Given this, and if you are seeking minimal overhead in your applications (and good on you for that), then minification/scrunching/GZipping is a process that you will have to undertake yourself. If in a quandary about this, do note that experiments with various tools indicate that scrunching gives an average size-reduction of around 55%, and that GZipping a scrunched version yields a total size-reduction of around 90%.
These figures are impressive and make the trouble of a scrunching/compression deployment-phase worth considering. Do note, however, that obfuscators/scrunchers can introduce bugs into a given script.
As bit of general JavaScript advice, the best way is to pass your code through JSLint, fix all problems, minify the code, then run through JSLint a second time.

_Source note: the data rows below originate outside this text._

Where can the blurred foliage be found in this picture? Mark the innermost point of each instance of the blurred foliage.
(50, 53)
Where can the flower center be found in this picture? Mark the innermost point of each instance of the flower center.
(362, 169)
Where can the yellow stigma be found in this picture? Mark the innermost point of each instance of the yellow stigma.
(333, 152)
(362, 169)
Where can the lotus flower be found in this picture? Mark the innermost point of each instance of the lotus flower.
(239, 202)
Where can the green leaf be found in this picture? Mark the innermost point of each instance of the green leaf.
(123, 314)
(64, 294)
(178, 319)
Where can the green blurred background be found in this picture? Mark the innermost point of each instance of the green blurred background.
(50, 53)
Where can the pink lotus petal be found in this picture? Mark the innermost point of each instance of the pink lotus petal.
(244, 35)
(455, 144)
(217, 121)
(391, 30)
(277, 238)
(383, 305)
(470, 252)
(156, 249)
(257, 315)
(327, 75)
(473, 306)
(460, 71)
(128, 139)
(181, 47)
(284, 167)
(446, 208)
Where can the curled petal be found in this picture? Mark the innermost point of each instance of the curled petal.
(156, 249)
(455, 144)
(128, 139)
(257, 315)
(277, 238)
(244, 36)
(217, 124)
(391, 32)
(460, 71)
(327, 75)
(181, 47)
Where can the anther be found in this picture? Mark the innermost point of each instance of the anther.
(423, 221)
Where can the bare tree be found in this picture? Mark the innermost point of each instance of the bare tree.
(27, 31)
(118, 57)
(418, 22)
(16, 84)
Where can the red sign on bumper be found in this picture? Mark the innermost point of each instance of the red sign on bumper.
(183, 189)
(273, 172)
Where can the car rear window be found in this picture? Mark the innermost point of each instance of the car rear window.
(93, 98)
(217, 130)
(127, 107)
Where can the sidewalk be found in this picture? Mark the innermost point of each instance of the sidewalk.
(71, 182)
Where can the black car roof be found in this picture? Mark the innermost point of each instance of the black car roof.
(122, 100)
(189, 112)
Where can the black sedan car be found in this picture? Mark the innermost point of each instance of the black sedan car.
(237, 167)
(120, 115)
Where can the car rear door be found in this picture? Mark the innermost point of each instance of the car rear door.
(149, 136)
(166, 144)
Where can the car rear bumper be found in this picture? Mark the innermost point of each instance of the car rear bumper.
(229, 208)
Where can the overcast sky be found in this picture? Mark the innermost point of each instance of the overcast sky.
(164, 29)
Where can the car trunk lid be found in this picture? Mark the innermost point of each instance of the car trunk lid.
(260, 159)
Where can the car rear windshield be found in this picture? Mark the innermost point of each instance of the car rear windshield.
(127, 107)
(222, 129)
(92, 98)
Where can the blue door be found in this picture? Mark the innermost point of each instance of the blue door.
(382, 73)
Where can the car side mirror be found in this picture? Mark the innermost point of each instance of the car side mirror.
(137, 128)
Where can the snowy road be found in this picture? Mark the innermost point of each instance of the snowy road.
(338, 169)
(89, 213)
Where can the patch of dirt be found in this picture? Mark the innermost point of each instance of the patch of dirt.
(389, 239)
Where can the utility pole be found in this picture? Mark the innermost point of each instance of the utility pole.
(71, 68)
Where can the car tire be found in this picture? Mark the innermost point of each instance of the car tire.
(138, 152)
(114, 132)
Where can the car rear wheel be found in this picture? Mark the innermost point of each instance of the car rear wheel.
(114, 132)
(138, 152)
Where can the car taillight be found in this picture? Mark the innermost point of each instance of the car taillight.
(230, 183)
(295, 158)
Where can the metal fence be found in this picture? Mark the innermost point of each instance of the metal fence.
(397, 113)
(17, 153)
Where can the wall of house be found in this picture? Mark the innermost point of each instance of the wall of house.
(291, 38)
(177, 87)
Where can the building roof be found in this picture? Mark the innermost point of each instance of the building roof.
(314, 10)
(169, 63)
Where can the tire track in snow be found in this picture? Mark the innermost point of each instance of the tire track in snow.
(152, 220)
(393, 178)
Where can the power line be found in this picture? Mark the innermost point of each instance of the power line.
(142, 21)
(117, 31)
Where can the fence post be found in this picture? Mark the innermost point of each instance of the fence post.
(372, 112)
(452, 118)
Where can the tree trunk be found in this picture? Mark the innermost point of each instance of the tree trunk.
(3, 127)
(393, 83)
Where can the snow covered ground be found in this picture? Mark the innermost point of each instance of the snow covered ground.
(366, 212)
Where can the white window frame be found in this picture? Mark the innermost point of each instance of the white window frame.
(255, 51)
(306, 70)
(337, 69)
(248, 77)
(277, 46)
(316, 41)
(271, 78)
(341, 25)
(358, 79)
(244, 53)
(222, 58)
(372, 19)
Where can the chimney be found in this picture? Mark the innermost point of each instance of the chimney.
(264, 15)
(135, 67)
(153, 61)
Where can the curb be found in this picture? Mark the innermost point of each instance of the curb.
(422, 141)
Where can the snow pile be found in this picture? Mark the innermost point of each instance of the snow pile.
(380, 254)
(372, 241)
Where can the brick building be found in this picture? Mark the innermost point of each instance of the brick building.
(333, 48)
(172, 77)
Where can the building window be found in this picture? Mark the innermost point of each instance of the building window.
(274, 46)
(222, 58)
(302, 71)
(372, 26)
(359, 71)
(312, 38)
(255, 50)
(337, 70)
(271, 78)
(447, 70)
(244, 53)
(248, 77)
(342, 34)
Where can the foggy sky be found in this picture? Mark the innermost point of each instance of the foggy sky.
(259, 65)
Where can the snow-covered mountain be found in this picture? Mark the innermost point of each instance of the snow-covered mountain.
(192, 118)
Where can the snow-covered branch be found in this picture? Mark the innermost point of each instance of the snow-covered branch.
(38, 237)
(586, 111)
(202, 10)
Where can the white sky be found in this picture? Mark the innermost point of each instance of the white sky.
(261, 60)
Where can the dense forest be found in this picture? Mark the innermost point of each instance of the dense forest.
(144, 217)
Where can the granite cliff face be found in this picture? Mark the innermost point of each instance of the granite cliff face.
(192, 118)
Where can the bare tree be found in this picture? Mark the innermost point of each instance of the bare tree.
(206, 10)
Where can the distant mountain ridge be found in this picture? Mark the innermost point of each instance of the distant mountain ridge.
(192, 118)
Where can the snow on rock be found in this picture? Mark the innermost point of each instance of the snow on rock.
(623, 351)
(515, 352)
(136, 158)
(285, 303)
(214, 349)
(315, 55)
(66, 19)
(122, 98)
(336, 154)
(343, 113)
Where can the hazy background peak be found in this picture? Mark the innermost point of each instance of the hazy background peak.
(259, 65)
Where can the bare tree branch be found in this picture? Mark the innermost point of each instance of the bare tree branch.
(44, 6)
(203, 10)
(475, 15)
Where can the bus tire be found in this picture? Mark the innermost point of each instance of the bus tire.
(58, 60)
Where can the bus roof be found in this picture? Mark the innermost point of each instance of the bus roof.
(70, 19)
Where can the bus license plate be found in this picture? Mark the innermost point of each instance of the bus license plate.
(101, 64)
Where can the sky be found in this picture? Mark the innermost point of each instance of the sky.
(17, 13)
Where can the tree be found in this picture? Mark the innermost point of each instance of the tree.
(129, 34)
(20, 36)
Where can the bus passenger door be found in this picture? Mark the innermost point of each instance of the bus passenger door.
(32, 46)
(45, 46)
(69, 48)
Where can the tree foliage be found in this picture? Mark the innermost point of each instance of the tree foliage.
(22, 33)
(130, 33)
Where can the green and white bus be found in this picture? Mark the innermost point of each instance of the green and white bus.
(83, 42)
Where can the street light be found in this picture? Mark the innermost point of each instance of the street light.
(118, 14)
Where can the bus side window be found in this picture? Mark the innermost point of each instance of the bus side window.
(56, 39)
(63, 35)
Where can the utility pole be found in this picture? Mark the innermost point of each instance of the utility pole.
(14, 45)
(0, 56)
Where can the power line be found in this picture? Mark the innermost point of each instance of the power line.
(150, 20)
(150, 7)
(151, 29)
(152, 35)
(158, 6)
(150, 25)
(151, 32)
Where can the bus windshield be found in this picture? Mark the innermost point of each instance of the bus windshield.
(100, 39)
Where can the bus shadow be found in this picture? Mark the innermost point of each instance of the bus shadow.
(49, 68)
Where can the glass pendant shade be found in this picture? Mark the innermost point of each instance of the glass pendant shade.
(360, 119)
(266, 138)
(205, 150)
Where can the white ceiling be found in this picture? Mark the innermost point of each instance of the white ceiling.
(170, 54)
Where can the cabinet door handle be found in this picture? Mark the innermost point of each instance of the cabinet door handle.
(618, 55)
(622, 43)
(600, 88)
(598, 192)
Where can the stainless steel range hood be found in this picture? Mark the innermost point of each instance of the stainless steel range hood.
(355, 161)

If no problems occur then scrunch the code and pass it through JSLint a final time before deploying it.
Increasingly, JavaScript implementations are appearing on non-browser platforms. No part of the AspectJS core technology (AJS, aJS_DbC and AJS_Logger) makes platform dependent calls, therefore the product will (or should) work on any system that supports ECMAScript V3.0, and not just web browsers.
If you are developing for a new or exotic system, you may wish to test that AspectJS works fully in that context. To this end, two test-libraries are provided in the distribution set that perform exhaustive tests on aJS_DbC and aJS_Logger, and two HTML files are provided that will run these tests automatically in a web browser. If you try this code out, do be sure to read the header comments in aJS_DbC_Test.js and AJS_Logger_Test.js before proceeding.
Note that these utilities perform 52,681 tests in total, and the components pass them all, which is very reassuring indeed.